Anna Clayton column

Lancaster Guardian columnist, Anna Clayton.
Lancaster Guardian columnist, Anna Clayton.

Many of us consume sugar on a daily basis, in a variety of different forms.

Not only is this bad for our health, but processed-sugar tends to be imported, linking sugar with large food miles.

The sugar industry has been regularly linked to land grabs, the violation of workers’ rights and environmental damage.

Buying Fairtrade or British sugar is one method of avoiding these unethical practices.

Cutting sugar out of our diets is another.

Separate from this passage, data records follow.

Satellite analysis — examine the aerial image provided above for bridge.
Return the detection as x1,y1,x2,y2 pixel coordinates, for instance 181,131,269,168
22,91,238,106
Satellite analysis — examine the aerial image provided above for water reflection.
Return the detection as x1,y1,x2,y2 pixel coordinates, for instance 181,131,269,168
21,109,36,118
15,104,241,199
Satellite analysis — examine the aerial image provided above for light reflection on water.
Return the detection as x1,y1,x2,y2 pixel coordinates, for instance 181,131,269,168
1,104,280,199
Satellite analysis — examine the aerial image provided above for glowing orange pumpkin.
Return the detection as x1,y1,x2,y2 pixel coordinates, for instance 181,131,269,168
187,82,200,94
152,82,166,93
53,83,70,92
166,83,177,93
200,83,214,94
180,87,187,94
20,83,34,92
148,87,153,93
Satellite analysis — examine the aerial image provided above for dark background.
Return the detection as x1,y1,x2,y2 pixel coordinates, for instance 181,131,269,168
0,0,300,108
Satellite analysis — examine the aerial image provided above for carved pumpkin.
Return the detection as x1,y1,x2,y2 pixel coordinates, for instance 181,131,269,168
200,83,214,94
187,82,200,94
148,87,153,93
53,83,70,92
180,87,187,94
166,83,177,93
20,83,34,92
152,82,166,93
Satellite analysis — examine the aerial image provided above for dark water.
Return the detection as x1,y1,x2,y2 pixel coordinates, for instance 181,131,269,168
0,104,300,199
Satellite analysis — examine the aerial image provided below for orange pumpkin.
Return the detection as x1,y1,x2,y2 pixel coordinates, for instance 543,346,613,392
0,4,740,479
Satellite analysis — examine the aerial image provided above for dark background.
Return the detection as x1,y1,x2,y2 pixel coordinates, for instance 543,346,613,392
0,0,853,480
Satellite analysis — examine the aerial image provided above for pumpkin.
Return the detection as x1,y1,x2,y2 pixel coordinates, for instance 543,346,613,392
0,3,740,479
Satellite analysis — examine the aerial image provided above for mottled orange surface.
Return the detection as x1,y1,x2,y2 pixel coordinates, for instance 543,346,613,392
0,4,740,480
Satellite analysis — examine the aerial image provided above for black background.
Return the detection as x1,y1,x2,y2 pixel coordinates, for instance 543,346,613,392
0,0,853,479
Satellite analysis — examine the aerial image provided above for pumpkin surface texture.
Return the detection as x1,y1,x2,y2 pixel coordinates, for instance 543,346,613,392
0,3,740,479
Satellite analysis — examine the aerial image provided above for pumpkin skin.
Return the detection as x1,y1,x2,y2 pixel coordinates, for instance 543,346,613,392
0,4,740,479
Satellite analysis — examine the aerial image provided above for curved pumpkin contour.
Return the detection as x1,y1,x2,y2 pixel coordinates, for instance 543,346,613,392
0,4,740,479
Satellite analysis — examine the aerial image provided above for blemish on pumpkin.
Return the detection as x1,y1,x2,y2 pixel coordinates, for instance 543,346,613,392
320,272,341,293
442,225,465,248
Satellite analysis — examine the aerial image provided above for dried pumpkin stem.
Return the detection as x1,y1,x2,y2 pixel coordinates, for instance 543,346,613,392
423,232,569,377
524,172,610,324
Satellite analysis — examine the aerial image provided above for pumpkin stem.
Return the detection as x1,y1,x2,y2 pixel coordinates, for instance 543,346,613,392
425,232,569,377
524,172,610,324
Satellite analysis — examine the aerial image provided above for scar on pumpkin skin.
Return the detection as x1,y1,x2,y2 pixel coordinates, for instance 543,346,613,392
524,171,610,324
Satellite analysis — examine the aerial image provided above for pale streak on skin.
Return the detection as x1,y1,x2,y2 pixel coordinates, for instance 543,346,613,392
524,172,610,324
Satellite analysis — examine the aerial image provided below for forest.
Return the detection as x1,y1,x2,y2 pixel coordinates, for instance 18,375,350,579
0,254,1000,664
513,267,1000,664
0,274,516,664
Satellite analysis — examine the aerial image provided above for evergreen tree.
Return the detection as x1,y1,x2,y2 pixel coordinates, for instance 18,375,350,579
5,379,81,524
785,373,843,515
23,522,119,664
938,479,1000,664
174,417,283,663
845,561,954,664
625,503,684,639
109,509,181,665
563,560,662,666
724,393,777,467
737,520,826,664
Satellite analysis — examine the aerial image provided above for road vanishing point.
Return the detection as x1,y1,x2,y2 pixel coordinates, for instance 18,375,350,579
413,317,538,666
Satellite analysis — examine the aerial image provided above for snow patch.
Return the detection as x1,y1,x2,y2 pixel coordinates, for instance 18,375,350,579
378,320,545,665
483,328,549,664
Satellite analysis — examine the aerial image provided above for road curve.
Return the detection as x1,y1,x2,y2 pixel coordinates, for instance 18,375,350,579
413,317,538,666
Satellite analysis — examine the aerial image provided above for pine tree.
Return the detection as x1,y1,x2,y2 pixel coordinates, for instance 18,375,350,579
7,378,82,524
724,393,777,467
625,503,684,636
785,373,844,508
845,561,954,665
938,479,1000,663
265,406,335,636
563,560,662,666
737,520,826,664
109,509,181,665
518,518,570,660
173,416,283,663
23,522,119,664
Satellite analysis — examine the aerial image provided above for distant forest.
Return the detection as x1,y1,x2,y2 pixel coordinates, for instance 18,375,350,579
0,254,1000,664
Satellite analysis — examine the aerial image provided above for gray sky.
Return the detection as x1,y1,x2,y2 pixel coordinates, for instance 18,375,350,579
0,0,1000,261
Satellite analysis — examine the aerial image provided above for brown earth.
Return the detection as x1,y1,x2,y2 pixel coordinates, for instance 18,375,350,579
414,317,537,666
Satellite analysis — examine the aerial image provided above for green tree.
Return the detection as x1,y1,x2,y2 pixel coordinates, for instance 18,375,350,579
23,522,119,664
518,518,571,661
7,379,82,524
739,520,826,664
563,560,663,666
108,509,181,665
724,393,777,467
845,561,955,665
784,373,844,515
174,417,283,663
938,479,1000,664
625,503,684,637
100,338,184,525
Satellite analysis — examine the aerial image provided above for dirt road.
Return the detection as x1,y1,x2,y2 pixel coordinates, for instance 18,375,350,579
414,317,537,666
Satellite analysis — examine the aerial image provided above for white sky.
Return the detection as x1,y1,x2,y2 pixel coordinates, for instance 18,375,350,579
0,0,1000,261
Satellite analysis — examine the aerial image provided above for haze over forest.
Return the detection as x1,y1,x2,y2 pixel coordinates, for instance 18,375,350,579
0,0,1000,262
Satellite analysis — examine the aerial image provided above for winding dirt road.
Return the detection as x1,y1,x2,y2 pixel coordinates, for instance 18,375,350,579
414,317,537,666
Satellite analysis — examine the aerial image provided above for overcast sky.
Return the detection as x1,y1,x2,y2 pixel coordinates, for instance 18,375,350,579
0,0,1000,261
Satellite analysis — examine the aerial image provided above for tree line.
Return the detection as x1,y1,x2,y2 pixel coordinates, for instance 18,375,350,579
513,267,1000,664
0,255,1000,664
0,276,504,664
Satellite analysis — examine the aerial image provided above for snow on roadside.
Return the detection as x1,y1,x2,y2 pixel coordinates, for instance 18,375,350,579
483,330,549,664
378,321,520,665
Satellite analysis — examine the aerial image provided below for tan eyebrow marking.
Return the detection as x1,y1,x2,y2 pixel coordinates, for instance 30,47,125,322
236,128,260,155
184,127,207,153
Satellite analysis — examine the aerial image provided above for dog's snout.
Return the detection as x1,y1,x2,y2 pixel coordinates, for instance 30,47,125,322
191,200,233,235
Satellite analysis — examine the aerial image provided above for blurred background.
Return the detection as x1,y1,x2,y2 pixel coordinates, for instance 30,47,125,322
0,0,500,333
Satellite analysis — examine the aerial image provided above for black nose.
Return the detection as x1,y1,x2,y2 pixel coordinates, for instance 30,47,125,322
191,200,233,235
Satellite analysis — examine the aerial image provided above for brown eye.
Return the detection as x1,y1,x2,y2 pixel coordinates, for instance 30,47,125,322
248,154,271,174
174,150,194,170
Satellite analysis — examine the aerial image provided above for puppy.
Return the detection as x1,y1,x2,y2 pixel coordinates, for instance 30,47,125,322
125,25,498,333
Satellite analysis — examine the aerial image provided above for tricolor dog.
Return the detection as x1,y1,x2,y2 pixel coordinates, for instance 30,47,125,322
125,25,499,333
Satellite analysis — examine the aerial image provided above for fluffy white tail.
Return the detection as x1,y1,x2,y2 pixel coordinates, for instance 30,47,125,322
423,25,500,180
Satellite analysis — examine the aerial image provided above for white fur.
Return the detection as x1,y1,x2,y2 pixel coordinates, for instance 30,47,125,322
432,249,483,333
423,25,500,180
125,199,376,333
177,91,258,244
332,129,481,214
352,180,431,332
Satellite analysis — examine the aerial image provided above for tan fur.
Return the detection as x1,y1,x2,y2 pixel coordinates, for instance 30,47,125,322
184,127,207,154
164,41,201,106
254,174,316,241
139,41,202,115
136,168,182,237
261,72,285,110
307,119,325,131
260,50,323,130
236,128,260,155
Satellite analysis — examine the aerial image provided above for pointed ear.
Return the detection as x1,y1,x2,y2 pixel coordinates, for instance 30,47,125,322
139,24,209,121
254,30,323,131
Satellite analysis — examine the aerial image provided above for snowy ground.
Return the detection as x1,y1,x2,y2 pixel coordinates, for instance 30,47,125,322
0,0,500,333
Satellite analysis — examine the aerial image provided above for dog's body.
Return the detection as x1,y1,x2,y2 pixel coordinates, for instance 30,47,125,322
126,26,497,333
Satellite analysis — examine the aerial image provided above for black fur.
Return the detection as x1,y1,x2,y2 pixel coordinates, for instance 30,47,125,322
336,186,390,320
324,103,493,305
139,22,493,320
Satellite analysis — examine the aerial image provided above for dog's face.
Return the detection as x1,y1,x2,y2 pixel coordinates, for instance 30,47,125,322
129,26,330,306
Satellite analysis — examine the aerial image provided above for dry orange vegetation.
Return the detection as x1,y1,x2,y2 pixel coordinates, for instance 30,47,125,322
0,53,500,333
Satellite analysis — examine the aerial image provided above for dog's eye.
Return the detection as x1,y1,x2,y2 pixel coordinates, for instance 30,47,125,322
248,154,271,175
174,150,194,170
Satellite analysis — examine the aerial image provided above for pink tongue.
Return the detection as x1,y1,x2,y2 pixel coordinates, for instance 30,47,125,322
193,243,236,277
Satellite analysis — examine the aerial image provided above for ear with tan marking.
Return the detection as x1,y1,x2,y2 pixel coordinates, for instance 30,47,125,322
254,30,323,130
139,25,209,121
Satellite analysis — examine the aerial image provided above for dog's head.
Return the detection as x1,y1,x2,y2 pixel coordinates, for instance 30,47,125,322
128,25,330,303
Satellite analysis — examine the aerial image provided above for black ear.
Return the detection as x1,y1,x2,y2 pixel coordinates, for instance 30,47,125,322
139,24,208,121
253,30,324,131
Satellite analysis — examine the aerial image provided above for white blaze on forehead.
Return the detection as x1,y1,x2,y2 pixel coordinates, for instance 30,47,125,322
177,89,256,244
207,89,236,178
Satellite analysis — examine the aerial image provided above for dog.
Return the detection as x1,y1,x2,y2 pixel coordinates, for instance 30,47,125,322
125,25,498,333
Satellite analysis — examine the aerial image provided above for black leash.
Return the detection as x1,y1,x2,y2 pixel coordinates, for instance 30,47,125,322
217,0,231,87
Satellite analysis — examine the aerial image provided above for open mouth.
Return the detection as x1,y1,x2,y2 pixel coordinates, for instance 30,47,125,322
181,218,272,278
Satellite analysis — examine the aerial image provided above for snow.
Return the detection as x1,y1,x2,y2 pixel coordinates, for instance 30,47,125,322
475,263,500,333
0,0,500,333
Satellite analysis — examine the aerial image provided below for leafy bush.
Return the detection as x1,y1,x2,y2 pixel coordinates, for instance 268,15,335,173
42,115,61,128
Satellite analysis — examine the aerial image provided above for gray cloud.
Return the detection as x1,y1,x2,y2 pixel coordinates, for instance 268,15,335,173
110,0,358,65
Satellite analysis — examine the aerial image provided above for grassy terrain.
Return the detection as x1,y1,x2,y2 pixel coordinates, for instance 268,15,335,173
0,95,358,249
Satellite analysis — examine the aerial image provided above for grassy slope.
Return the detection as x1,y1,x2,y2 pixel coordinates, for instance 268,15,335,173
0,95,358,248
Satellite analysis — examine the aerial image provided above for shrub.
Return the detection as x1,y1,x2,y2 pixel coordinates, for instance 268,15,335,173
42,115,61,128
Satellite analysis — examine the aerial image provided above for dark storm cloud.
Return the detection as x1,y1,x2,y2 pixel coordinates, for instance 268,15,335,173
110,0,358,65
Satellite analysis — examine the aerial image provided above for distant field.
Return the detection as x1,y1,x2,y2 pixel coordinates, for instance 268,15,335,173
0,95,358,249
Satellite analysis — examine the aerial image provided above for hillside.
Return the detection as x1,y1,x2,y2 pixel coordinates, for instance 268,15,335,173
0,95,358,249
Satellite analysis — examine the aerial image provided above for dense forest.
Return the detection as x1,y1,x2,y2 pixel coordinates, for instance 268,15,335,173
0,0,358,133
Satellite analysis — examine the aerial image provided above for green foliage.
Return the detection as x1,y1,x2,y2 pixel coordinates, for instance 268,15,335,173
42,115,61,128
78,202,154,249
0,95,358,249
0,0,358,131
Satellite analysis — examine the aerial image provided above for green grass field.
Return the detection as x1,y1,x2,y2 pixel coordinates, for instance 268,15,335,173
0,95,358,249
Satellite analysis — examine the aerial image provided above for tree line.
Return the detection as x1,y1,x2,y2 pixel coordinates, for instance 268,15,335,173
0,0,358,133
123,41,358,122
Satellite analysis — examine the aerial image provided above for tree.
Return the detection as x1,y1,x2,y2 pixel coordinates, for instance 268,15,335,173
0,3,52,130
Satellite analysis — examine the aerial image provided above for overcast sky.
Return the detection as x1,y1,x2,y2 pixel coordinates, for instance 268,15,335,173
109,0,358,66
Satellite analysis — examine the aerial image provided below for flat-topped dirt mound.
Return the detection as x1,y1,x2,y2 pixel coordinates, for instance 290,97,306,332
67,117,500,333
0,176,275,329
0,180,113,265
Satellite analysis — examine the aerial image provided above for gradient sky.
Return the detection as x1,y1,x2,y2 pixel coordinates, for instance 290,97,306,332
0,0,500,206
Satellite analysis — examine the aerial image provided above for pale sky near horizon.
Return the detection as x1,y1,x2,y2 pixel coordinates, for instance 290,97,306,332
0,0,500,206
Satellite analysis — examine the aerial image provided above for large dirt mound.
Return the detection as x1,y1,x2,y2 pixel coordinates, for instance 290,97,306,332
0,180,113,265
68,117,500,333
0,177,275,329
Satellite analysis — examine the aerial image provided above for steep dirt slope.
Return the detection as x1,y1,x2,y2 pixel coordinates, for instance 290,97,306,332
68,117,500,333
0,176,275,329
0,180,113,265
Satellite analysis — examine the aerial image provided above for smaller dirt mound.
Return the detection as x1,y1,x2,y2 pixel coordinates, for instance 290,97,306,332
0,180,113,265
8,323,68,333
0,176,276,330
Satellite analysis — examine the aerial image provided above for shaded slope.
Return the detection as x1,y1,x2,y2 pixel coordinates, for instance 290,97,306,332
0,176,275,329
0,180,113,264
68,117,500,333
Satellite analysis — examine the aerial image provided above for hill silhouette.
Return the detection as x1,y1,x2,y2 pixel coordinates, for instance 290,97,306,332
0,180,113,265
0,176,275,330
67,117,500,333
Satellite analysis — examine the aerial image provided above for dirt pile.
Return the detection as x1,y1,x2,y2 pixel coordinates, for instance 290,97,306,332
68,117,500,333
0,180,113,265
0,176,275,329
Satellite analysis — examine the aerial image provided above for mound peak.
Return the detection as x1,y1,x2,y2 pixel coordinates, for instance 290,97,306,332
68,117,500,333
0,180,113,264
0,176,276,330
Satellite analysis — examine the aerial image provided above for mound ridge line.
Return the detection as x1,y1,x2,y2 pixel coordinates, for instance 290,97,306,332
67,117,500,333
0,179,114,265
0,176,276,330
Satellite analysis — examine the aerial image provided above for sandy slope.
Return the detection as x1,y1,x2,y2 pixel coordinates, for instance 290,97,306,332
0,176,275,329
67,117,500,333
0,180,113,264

The idea of a sugar-free diet is perhaps daunting to most of us, but a number of dedicated individuals have taken on this mammoth task.

This week Sarah Dawson talks about her sugar free lifestyle, and why she has chosen to cut out the sweet stuff.

“When our family gave up sugar in September, it was as much a protest against the food industry as a health choice.

“Big Sugar companies know how addictive sugar is and how disastrous it can be for our health, but who cares when there is money to be made and the white stuff laces all our food?

“The low-fat/slimming industry, worth £5 billion, also takes advantage of society’s sweet tooth.

“You know how it goes; you’ve tried to be careful – all things in moderation, but you just keep putting on weight.

“So you join a slimming club, count your calories, buy low fat food, exercise and feel hungry all the time.

“In two years’ time you have a couple of stressful months, and all the weight comes back again.

“The only thing that’s thinner is your wallet.

“So, how do we manage?

“Part of the battle is psychological: if you have the mentality that you are depriving yourself of something nice, you will feel miserable.

“If you know the facts, and remind yourself continually that sugar is a poison, it’s much easier to go cold turkey.

“If you don’t fancy going completely sugar free, great things to cut out of your diet are fruit juices (there’s more sugar in a glass of orange juice than in cola), and flavoured yoghurts.

“Buy sugar-free chocolate from Health n Brew on North Road and try to make locally sourced vegetables a higher proportion of your ‘five a day’.

“The Sweet Poison Quit Plan by David Gillespie has useful lists of the sugar content of various food products, such as cereals, biscuits and condiments.

“After a few weeks obsessing over food labels you will be ready.

“There will be whole aisles in the supermarket you need never frequent again!”